Tuesday, October 6, 2009

A grief observed . . .


     I had many interesting experiences this past weekend.  One of those happened early Sunday morning and it has left me contemplating.  I drove to my parent's so that we could all enjoy conference together.  I winded my way through the canyon enjoying the rain as it pounded down around me, not really thinking about much.  I felt peace and a sense of renewal.  My mind wandered to planning out what my day would be - we would enjoy breakfast, listen to conference, play with Samuel and Mason - - - and then I was slammed by the thought, "If the rain clears up maybe I can walk the boys over and we can say hi to Norma."  I had forgotten.  
     It has been almost a year since Norma passed away on a clear and crisp October morning.  I haven't been able to talk about her or write about her.  Even now, as I type these words, my eyes fill with tears and emotions seem too close to the surface.  Norma meant many things to those who knew her but I have always felt that we shared something special.  She lived next door for most of my childhood and most everything that we did included her - dinners, holidays, birthdays.  Birthdays were something special.  Every year for as long as I can remember she and I would pick a day that was to be mine.  We went shopping for clothes, saw a movie and went out to eat.  It seemed that she would spare no expense and I loved our time together.  She was loving and kind but could also get after us kids if need be.  Even in those moments of discipline, the perceived harshness came out of the great love that she had for us.
     Time changes things and as I grew older our relationship changed.  Norma got sick.  It was a scary time in her life and more than anything it was sad to watch her lose the independencethat had always been so fiercely hers.  For all the care that she had always shown our family it was now our turn.  I had just graduated high school and was only taking two classes that fall semester.  I hadn't found a job and frankly, felt lost.  I had the time and so I had the opportunity to take Norma to all the places she needed to go.  We went to multiple doctor's appointments every week, grocery shopping and sometimes to lunch if she just wanted to get out of the house.  She told me of her life and the wonderful places she had seen, she comforted me when I would share of my fears or heartaches, we talked about the gospel and she expressed a desire to be close to God again.  Those were cherished times.  I had become an adult in her eyes - more than her niece, we were friends.

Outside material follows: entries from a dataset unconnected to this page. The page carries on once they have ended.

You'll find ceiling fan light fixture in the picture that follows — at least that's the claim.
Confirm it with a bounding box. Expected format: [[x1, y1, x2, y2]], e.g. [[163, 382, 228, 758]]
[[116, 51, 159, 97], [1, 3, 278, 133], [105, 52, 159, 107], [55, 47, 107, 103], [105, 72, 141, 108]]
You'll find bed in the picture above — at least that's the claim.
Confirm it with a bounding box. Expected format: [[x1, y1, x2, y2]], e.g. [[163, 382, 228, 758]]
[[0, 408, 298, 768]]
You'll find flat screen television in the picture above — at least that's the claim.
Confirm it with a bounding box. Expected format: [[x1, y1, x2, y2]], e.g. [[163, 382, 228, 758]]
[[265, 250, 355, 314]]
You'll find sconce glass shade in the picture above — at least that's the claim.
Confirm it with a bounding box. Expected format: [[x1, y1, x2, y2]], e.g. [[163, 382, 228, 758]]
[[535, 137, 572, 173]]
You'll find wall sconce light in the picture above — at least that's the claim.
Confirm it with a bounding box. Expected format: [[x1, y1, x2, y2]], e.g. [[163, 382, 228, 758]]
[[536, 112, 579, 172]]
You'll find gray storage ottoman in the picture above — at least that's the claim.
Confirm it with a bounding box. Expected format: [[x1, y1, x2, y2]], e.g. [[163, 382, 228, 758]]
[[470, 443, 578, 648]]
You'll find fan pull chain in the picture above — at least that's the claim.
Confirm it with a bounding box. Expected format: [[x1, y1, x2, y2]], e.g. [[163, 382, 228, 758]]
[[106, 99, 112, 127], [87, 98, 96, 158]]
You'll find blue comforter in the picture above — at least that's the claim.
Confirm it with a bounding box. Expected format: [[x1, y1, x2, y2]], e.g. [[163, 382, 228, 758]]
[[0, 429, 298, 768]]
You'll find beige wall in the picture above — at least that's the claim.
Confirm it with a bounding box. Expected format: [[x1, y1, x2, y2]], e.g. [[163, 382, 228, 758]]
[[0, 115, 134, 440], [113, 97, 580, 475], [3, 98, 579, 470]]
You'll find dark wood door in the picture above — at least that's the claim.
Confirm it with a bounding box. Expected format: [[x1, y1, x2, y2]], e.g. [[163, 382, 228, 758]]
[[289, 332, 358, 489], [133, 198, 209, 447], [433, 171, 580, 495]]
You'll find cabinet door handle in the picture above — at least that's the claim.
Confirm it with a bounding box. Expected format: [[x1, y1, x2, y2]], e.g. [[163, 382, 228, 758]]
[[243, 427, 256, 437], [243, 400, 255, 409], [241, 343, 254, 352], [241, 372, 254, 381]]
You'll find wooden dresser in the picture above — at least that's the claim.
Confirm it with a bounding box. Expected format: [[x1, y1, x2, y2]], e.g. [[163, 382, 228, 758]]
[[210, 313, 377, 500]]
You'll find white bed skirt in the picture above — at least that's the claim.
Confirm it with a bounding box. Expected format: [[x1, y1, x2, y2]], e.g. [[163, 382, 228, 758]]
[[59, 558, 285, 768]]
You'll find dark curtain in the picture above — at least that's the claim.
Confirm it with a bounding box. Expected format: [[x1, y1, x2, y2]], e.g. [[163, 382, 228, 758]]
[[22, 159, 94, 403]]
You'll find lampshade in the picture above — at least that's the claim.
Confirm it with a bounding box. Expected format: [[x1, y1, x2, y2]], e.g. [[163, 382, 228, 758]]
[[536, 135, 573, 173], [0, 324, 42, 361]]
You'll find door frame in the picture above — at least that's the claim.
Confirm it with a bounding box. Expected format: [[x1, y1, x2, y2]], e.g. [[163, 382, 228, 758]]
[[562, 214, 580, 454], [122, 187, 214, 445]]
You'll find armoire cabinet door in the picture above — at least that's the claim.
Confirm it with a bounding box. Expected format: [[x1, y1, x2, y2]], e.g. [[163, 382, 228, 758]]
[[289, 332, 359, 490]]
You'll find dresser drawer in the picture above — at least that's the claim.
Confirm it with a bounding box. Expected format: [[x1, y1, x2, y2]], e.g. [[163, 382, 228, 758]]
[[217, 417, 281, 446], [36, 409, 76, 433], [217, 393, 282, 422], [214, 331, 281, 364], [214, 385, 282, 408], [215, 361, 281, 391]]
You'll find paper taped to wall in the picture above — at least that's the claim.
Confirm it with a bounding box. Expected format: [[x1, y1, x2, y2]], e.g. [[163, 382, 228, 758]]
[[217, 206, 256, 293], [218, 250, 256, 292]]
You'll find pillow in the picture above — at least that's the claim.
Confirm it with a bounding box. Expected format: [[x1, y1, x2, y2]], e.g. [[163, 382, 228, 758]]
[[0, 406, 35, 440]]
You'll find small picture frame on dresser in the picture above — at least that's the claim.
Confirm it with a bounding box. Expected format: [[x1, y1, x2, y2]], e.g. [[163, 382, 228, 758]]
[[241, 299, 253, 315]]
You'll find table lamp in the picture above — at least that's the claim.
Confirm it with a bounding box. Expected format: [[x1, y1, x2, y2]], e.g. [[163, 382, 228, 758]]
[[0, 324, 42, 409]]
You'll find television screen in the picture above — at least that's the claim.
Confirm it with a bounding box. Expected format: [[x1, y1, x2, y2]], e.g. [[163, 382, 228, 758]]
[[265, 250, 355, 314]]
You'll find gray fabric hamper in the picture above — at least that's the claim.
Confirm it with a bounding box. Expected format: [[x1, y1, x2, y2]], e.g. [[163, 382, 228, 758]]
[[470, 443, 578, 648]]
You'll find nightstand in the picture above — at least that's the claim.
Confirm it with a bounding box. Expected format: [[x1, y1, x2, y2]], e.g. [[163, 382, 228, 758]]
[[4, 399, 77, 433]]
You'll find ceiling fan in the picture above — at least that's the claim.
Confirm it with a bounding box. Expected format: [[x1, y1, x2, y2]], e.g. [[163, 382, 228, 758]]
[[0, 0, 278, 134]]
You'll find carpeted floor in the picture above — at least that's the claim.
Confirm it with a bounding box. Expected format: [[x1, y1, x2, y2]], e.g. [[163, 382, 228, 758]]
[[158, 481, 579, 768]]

     All of these thoughts and many more came rushing to my mind as I realized once again that she was gone.  It's interesting how these moments can overtake us and once again it is fresh and real.  I read A Grief Observed by C.S. Lewis many years ago and I remember something that particularly struck me, he said, "No one ever told me that grief felt so like fear."  I agree with that.  Last year it felt so much like fear that I ran from it and in many ways have continued running.  I stopped on Sunday.  I have let myself think about her and the good and the bad that we shared.  I am so grateful for her and the huge role that she played in my life.  Youth brings foolishness and I am ashamed to say that there were times when I would say that I was afraid that because my parents named me after her that my life would parallel hers in the fact that I would go through life without marrying.  What a fool.  I am filled with guilt and sorrow about that thought and attitude for I know that Norma was so much more than just one life experience.  I only now wish to do as much as Norma did for others and hopefully I can live up to the name that I am blessed to share.  I have much work to do if I hope to be as she was.  I have hope that she will forgive me of my foolishness and that we will one day have the chance to be together again.  I love you Norma.